Which is when I expressed my own confusion about those two rather critical words “up after.”

“Well, cleaning the building,” she explained.  “I inherited it” she reminded me and launched into the whole story again. “Anyway, the city lets me sell my dogs out of it, isn’t that nice?”

It would have been nice if it had been a PET STORE but it wasn’t.  It was an office building and these little dogs run around there all day and night.

How do I know about the inside of the building?

Because I am a complete sucker for slightly broken people who are in clear need of help and when I told Miss Havisham I wasn’t interested in a POOP SCOOPING CAREER, she actually started to cry. 

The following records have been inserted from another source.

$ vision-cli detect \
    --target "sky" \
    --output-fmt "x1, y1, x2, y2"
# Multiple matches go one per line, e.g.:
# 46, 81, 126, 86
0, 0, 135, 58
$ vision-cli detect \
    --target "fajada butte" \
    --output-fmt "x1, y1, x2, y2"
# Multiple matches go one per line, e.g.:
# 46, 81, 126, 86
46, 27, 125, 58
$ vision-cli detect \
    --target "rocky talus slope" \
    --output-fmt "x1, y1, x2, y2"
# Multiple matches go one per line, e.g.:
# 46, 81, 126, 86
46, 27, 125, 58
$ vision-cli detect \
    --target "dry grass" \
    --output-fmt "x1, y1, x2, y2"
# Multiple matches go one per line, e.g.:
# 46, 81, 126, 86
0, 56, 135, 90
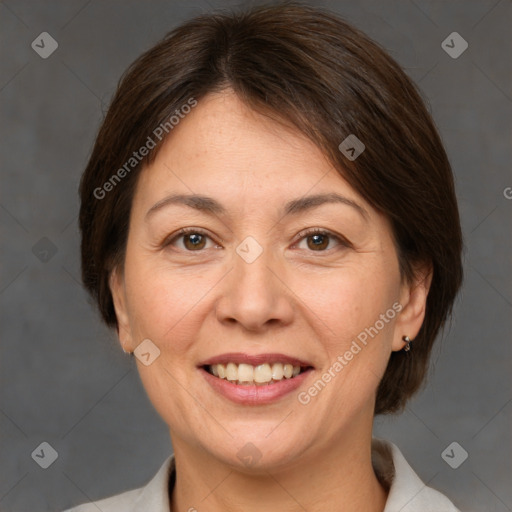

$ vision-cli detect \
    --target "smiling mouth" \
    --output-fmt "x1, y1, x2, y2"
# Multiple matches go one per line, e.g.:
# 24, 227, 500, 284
202, 362, 313, 386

“I just don’t know what to do,” she said.  “I need help with these dogs!”

And somehow—probably to stop her tears AND to check on the physical condition of the dogs in question and IN SPITE OF THE FACT THAT I WAS WEARING MY GOOD SUEDE BOOTS—I heard myself agreeing to at least help her THAT day. And we went down to the office building and I spent 2 hours shuffling around trying to clean up while keeping my boots feces free.

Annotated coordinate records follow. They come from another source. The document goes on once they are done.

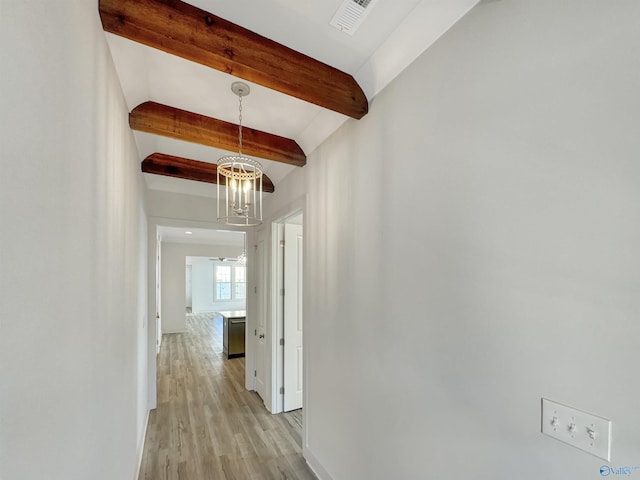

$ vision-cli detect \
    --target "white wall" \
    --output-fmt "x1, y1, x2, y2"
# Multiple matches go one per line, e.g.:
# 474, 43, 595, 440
267, 0, 640, 480
160, 242, 244, 333
0, 0, 147, 480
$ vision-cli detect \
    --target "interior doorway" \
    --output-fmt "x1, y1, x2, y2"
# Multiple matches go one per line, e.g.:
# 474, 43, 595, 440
273, 211, 304, 412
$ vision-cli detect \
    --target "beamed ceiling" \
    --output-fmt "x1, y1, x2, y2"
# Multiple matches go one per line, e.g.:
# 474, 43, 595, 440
99, 0, 478, 196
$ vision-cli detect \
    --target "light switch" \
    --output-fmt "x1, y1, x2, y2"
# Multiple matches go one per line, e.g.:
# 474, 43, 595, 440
542, 398, 611, 461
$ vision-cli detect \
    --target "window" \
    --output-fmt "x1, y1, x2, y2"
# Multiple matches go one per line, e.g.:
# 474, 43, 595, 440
214, 265, 247, 301
215, 265, 231, 300
233, 267, 247, 300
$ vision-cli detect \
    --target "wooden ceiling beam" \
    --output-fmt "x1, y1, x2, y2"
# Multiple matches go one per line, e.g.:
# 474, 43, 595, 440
129, 102, 307, 167
141, 153, 275, 193
99, 0, 369, 119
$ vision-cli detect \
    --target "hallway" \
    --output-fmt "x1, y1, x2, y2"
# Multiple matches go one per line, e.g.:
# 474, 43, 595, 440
139, 314, 315, 480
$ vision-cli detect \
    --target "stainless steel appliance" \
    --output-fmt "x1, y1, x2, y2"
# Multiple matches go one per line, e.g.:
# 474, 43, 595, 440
218, 310, 246, 358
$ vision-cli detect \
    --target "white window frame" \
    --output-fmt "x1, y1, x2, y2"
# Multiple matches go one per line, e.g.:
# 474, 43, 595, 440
213, 262, 247, 302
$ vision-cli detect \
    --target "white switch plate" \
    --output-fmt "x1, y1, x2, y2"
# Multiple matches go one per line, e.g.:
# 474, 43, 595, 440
542, 398, 611, 461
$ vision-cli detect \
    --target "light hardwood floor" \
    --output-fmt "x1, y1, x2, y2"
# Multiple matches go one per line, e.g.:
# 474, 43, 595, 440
138, 314, 315, 480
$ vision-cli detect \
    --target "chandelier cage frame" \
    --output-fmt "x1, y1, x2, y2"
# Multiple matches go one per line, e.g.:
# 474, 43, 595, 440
217, 82, 263, 226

(It is interesting to note that, when I was relating the story to Opie, this was the exact moment when he began surreptitiously looking around to see how many puppies I had snuck home.)

On the bright side, the place didn’t smell nearly as bad as I was imagining (though it didn’t smell GOOD) and the dogs were super cute and obviously happy and reasonably well cared for (why wouldn’t they be happy, they had the run of the whole building, the gated courtyard behind it, and, of course, the old jail!)

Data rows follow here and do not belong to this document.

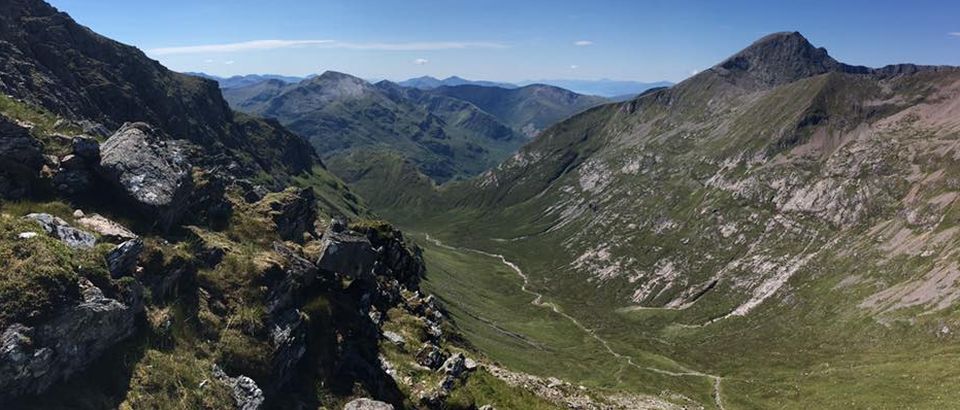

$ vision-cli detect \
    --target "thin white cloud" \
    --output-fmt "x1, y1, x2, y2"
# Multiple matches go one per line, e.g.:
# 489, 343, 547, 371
148, 40, 508, 56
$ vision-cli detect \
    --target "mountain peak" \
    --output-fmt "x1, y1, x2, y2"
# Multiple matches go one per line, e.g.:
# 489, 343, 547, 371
714, 31, 843, 86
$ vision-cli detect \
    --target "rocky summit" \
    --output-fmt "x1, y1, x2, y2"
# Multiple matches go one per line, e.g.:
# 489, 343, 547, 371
0, 0, 960, 410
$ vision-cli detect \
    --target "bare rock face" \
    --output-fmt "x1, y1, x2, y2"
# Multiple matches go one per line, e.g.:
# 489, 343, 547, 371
317, 231, 377, 279
213, 365, 266, 410
714, 32, 844, 85
100, 123, 193, 230
0, 279, 143, 403
24, 214, 97, 249
106, 238, 143, 279
77, 214, 138, 242
0, 115, 44, 198
270, 188, 317, 242
343, 399, 393, 410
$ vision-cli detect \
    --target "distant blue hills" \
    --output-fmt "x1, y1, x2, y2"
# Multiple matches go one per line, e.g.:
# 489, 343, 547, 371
187, 73, 673, 100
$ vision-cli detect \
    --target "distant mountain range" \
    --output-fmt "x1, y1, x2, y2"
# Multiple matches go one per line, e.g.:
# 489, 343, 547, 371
518, 79, 673, 100
187, 73, 673, 101
397, 76, 517, 90
223, 71, 527, 183
186, 73, 310, 88
222, 71, 609, 192
433, 84, 609, 138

On a not so bright side, at some point Miss Havisham wandered away and the “helping” became a solo endeavor and when I went out into the courtyard to find her, the door locked behind me…and all the gates and doors out of the little courtyard were also locked so I was basically trapped between the building and the old jail.

And, because I'd been watching too much American Horror Story at the time, I immediately began imagining some rubbersuit wearing freak jumping out of the bushes with murder on his mind...I even had a plan in case that happened: I was going to dial 911 on my phone (let's be honest, I had 9 and 1 already dialed), then throw it over the fence and scream my location over and over...and just pray the 911 operator understood "Behind the old jail!" as a location.

Luckily, Miss Havisham shuffled out a few moments later and said “Ohh was that locked?”  And I managed to escape with my life.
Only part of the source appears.